I did manage to buy some books though, so all hope is not lost.

Stacking the Shelves is a meme hosted by the Reading Reality blog and posted every Saturday. Bloggers will be sharing the books (of any format) which they bought, borrowed, or were given that week. I don’t buy books that often, so I’ll be collating all my purchases and posting about them on the last Saturday of the month (provided I did buy something).

Physical

1. The Rose in My Garden (Read)

  • Author: Arnold Lobel
  • Bought on: 9 November 2023

A wonderful cumulative picture book that slowly builds to create a lush garden filled with hollyhocks, marigolds, sunflowers, zinnias, and even a mouse being chased by a cat! 

Personal note – This is a bittersweet book for me, not because it’s a sad story or anything, but my late grandmother had this photocopied from the library for me. She knew I loved this book, and I happily spent time to color in the images while reading it over and over again. I’ve been searching for this book for some time, and I’m absolutely glad to have found this.

2. The Devil’s Flute Murders

  • Author: Seishi Yokomizo
  • Bought on: 4 November 2023

An ingenious and highly atmospheric classic whodunit from Japan’s master of crime. Amid the rubble of post-war Tokyo, inside the grand Tsubaki house, a once-noble family is in mourning. The old viscount Tsubaki, a brooding, troubled composer, has been found dead. When the family gather for a divination to conjure the spirit of their departed patriarch, death visits the house once more, and the brilliant Kosuke Kindaichi is called in to investigate. But before he can get to the truth Kindaichi must uncover the Tsubakis’ most disturbing secrets, while the gruesome murders continue.

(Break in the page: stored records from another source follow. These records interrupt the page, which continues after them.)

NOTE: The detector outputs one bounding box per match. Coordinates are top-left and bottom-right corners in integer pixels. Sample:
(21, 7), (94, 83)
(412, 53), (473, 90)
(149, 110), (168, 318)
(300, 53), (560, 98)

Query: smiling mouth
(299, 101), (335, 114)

3. The Village of Eight Graves

  • Author: Seishi Yokomizo
  • Bought on: 4 November 2023

Nestled deep in the mist-shrouded mountains, The Village of Eight Graves takes its name from a bloody legend: in the sixteenth century eight samurai, who had taken refuge there along with a secret treasure, were murdered by the inhabitants, bringing a terrible curse down upon their village. Centuries later a mysterious young man named Tatsuya arrives in town, bringing a spate of deadly poisonings in his wake. The inimitably scruffy and brilliant Kosuke Kindaichi investigates.

4. Death on Gokumon Island

  • Author: Seishi Yokomizo
  • Bought on: 14 November 2023

Kosuke Kindaichi arrives on the remote Gokumon Island bearing tragic news – the son of one of the island’s most important families has died, on a troop transport ship bringing him back home after the Second World War. But Kindaichi has not come merely as a messenger – with his last words, the dying man warned that his three step-sisters’ lives would now be in danger. The scruffy detective is determined to get to the bottom of this mysterious prophesy, and to protect the three women if he can. As Kosuke Kindaichi attempts to unravel the island’s secrets, a series of gruesome murders begins. He investigates, but soon finds himself in mortal danger from both the unknown killer and the clannish locals, who resent this outsider meddling in their affairs. Loosely inspired by Agatha Christie’s And Then There Were None, the fiendish Death on Gokumon Island is perhaps the most highly regarded of all the great Seishi Yokomizo’s classic Japanese mysteries.

E-book/Audiobook

1. Murder on the Salsette

  • Author: Edward Marston
  • Bought on: 9 November 2023

Bombay, 1909. Genevieve Masefield and George Dillman make a living as detectives aboard the early twentieth century’s most extravagant ocean liners. From the members of first class in all their finery, to the card cheats and pickpockets plying their trade, they’ve experienced more than their share of humanity. For their latest voyage, the Salsette boasts a pair of travellers who feign ignorance of each other but there is clearly no love lost between them. Then there’s an elderly man whose powers of deduction may be based on more earthly techniques than the mystical energy he claims to possess. And there’s a young woman and her mother who find their way into the middle of every bit of trouble aboard. The lives of this group of travellers are set to intersect in ways none of them could have foreseen on dry land – including in a murder.

Have you read any one of these? What books did you buy this month?